There is no two-secret iron-session pattern that avoids this. If
zero re-logins is a hard requirement, consider storing the session
in your own database (custom storage: option on @synqid/js)
where you can dual-key the encryption. Most teams don’t bother.
Synq JWKS signing keys
You don’t manage these. Synq rotates the keys that sign access tokens and ID tokens on a regular schedule, publishing the new key to the JWKS endpoint at least 24 hours before issuing tokens signed with it. As long as your JWKS cache TTL is ≤ 24 hours, your verifier finds the new key before any tokens signed with it arrive.
What you must do:
- Ensure your token verifier honors the
Cache-Controlheader on the JWKS response (openid-clientdoes this). - Do not pin a specific
kidin your verifier config. - Do not cache the JWKS forever (“set and forget”).
If you wrote your own verifier and pinned kid, the next rotation
will silently start failing sign-ins.
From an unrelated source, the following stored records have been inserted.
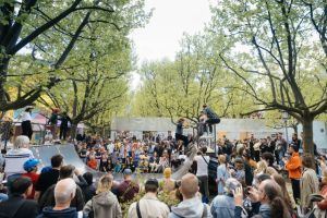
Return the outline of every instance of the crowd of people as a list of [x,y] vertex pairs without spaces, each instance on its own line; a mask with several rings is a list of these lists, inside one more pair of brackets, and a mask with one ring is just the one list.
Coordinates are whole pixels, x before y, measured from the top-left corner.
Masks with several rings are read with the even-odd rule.
[[[13,148],[0,156],[5,181],[0,187],[0,217],[289,218],[313,208],[316,213],[327,209],[326,156],[316,149],[315,159],[303,155],[296,134],[291,142],[282,134],[242,141],[223,136],[211,155],[192,140],[187,146],[184,142],[171,135],[144,141],[82,137],[75,145],[81,159],[102,172],[94,178],[92,171],[81,173],[64,165],[60,154],[53,154],[51,166],[39,169],[40,160],[28,148],[29,138],[17,136]],[[190,149],[197,152],[192,155]],[[216,189],[209,192],[208,166],[215,157]],[[185,166],[190,167],[180,180],[171,179]],[[133,177],[135,171],[162,173],[164,178],[143,184]],[[113,179],[117,173],[123,175],[122,181]],[[161,202],[161,193],[177,204]],[[312,197],[313,193],[320,198]],[[316,206],[313,201],[318,202]],[[122,205],[130,202],[123,214]]]

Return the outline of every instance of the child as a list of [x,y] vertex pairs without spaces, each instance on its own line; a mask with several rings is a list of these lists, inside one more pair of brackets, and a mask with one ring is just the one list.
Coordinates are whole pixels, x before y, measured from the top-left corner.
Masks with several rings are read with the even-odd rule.
[[233,178],[235,178],[241,184],[245,183],[245,171],[244,171],[244,162],[241,158],[235,158],[234,161],[235,171],[233,173]]
[[97,170],[98,168],[98,161],[96,160],[95,156],[89,156],[89,160],[87,162],[87,166],[94,170]]
[[23,177],[28,177],[32,180],[33,183],[33,189],[31,194],[27,196],[27,199],[34,199],[34,194],[35,194],[35,185],[38,181],[39,174],[37,173],[38,171],[38,164],[40,161],[38,159],[28,159],[24,162],[24,170],[26,173],[22,174]]
[[114,172],[116,172],[116,173],[119,173],[119,172],[121,171],[121,168],[122,168],[121,161],[118,160],[118,161],[116,162],[116,166],[114,166]]

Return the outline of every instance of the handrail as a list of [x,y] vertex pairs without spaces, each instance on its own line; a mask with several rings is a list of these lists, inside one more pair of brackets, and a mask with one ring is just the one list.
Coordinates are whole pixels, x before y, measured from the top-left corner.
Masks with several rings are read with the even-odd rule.
[[[4,129],[2,130],[2,124],[3,123],[10,123],[8,125],[4,125]],[[10,141],[10,138],[12,136],[15,136],[14,133],[10,133],[11,129],[13,128],[14,131],[15,131],[15,126],[17,126],[17,124],[21,124],[22,122],[21,121],[3,121],[1,120],[0,121],[0,135],[1,135],[1,142],[2,142],[2,135],[3,134],[9,134],[8,136],[4,136],[4,149],[7,149],[7,145],[8,145],[8,141]],[[47,123],[36,123],[36,122],[31,122],[31,124],[33,126],[37,126],[38,128],[38,132],[40,133],[40,137],[38,140],[38,144],[39,145],[44,145],[45,144],[45,136],[46,136],[46,130],[47,130],[47,126],[49,126],[50,124],[47,124]],[[44,128],[43,128],[44,126]]]

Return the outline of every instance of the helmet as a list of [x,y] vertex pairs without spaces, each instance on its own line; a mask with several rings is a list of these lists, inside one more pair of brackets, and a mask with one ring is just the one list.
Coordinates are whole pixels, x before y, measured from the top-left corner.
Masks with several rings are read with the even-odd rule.
[[32,158],[24,162],[24,170],[31,172],[39,164],[38,159]]

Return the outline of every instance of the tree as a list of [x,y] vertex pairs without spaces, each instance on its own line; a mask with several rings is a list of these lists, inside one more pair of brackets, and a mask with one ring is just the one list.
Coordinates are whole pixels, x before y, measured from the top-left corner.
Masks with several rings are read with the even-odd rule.
[[[112,34],[109,29],[104,32],[97,25],[89,28],[93,28],[92,37],[105,39]],[[110,116],[117,108],[124,106],[132,57],[129,39],[117,37],[120,38],[119,41],[97,40],[89,45],[77,43],[61,72],[62,83],[48,93],[53,105],[71,114],[72,137],[75,136],[80,122],[89,123],[93,120],[97,121],[93,125],[104,124],[94,118]],[[82,58],[81,53],[84,53]],[[43,98],[39,101],[46,105]]]
[[184,35],[174,61],[145,63],[134,114],[183,117],[195,123],[202,106],[208,104],[220,117],[240,117],[247,101],[243,93],[228,86],[234,78],[221,70],[213,46],[217,43],[209,34]]
[[242,82],[235,88],[257,111],[283,110],[300,121],[304,152],[313,154],[313,120],[327,109],[327,2],[223,1],[213,11],[210,31],[226,43],[220,58]]
[[[0,108],[1,111],[17,109],[35,101],[43,92],[58,84],[60,70],[76,43],[97,40],[89,37],[90,24],[100,24],[126,36],[130,29],[141,26],[150,14],[143,11],[143,0],[136,1],[82,1],[68,0],[5,0],[0,3]],[[13,63],[25,53],[34,72],[10,73]],[[31,57],[27,59],[26,53]],[[41,73],[40,73],[41,72]],[[12,99],[8,90],[12,76],[41,74],[43,83],[34,81],[28,89],[17,88]]]

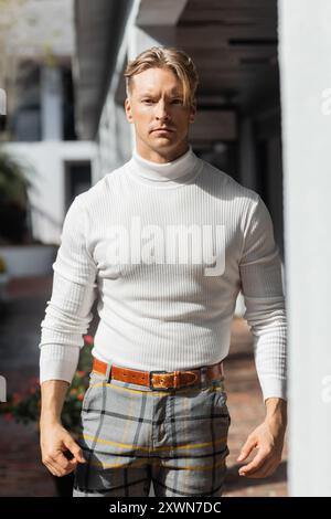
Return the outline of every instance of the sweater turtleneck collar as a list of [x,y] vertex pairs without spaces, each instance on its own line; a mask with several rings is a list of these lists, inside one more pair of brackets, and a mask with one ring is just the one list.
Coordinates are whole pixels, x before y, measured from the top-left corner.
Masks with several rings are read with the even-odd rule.
[[132,157],[128,162],[129,171],[142,183],[163,187],[179,187],[195,177],[199,167],[199,158],[189,145],[188,151],[170,162],[153,162],[147,160],[134,149]]

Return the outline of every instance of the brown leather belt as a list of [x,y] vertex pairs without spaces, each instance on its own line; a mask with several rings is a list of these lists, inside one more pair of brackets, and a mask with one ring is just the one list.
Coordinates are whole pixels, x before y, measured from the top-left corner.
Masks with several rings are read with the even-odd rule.
[[93,371],[106,375],[108,370],[109,379],[147,385],[150,389],[177,389],[192,385],[201,381],[203,371],[206,380],[220,379],[224,375],[222,361],[216,364],[183,371],[141,371],[121,366],[110,366],[94,358]]

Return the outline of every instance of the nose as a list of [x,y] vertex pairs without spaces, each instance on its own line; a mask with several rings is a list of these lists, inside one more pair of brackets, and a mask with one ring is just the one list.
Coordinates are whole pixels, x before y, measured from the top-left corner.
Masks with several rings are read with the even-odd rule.
[[162,100],[160,100],[160,103],[158,103],[158,105],[157,105],[156,117],[157,117],[158,120],[169,119],[167,105]]

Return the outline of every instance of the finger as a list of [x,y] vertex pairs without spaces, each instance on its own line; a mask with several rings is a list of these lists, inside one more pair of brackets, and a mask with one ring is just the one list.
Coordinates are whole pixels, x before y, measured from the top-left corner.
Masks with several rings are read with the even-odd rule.
[[77,465],[76,459],[67,459],[62,451],[57,451],[51,462],[58,470],[73,470]]
[[273,476],[273,474],[275,474],[275,472],[276,472],[277,467],[279,466],[279,464],[280,464],[280,462],[278,460],[278,458],[275,459],[275,457],[273,457],[271,459],[266,460],[260,468],[253,472],[252,475],[249,474],[249,477],[269,477],[269,476]]
[[255,446],[256,446],[256,441],[248,437],[241,451],[239,456],[237,457],[237,462],[243,462],[244,459],[246,459]]
[[267,477],[269,473],[273,473],[273,467],[275,467],[275,463],[270,460],[266,460],[263,465],[260,465],[258,468],[255,470],[247,470],[246,473],[243,473],[243,476],[246,477],[252,477],[252,478],[263,478]]
[[50,462],[44,462],[45,467],[50,470],[53,476],[62,476],[61,472]]
[[64,445],[70,449],[76,463],[86,463],[86,459],[83,456],[82,448],[76,442],[73,441],[71,436],[65,437]]
[[239,468],[239,474],[246,475],[247,473],[253,473],[257,468],[261,467],[261,465],[269,458],[268,451],[260,451],[258,454],[252,459],[250,463],[244,465],[244,467]]

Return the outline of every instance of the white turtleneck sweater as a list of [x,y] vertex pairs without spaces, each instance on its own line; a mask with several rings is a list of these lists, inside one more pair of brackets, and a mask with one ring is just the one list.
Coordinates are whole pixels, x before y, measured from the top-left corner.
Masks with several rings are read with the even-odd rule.
[[70,206],[41,322],[41,382],[71,382],[98,296],[93,354],[183,370],[228,354],[243,292],[264,400],[286,399],[286,310],[269,212],[192,147],[157,163],[135,149]]

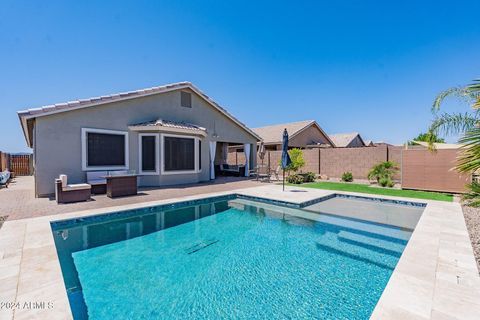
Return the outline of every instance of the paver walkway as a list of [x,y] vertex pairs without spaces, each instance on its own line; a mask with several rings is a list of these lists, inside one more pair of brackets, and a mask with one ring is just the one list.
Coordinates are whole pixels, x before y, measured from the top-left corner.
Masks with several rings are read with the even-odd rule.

The
errors reference lists what
that error looks like.
What “no downtime” actually means
The phrase “no downtime” in this guide means no user-visible failure during the rotation window, not zero invalidation of in-flight requests. Specifically:
- Existing sessions keep working through every rotation on this
page — except
SESSION_SECRET, where they don’t. - Sign-ins in progress during the rotation window succeed because the old credential is still accepted until step 4.
- Webhook deliveries in flight when the webhook secret rotates succeed because Synq signs with both during the window.
- Token verification at your backend keeps working because Synq’s signing keys rotate with a 24h overlap.
The window where you could see a failure is the moment the old secret is revoked. If your deployment is on the old secret at revocation time, the next OIDC code exchange fails until you deploy the new one. Mitigation: do step 4 only after you have visually confirmed deployments are on the new secret.
A scriptable rotation flow
The dashboard is fine for one-off rotations. For scheduled rotations, script it against the Synq Admin API:
import { SynqAdminClient } from '@synqid/js'
const synq = new SynqAdminClient({
apiKey: process.env.SYNQ_ADMIN_API_KEY!,
})
const rotation = await synq.apps.rotateSecret('app_acme_prod')
// → { secondarySecret: '...', secondaryRotateAt: '...' }
// Push to your secret manager:
await secretManager.set('SYNQ_CLIENT_SECRET', rotation.secondarySecret)
// Trigger a deploy. Wait for it to roll out.
await waitForDeployment()
// Promote the new secret as primary.
await synq.apps.promoteSecret('app_acme_prod')The above is the entire programmatic rotation. Wire it into a quarterly cron — secret management without YOLO Friday-night console clicks.
Bookmark this page. Rotation is not a thing you remember off the top of your head — it’s a thing you read step-by-step every time.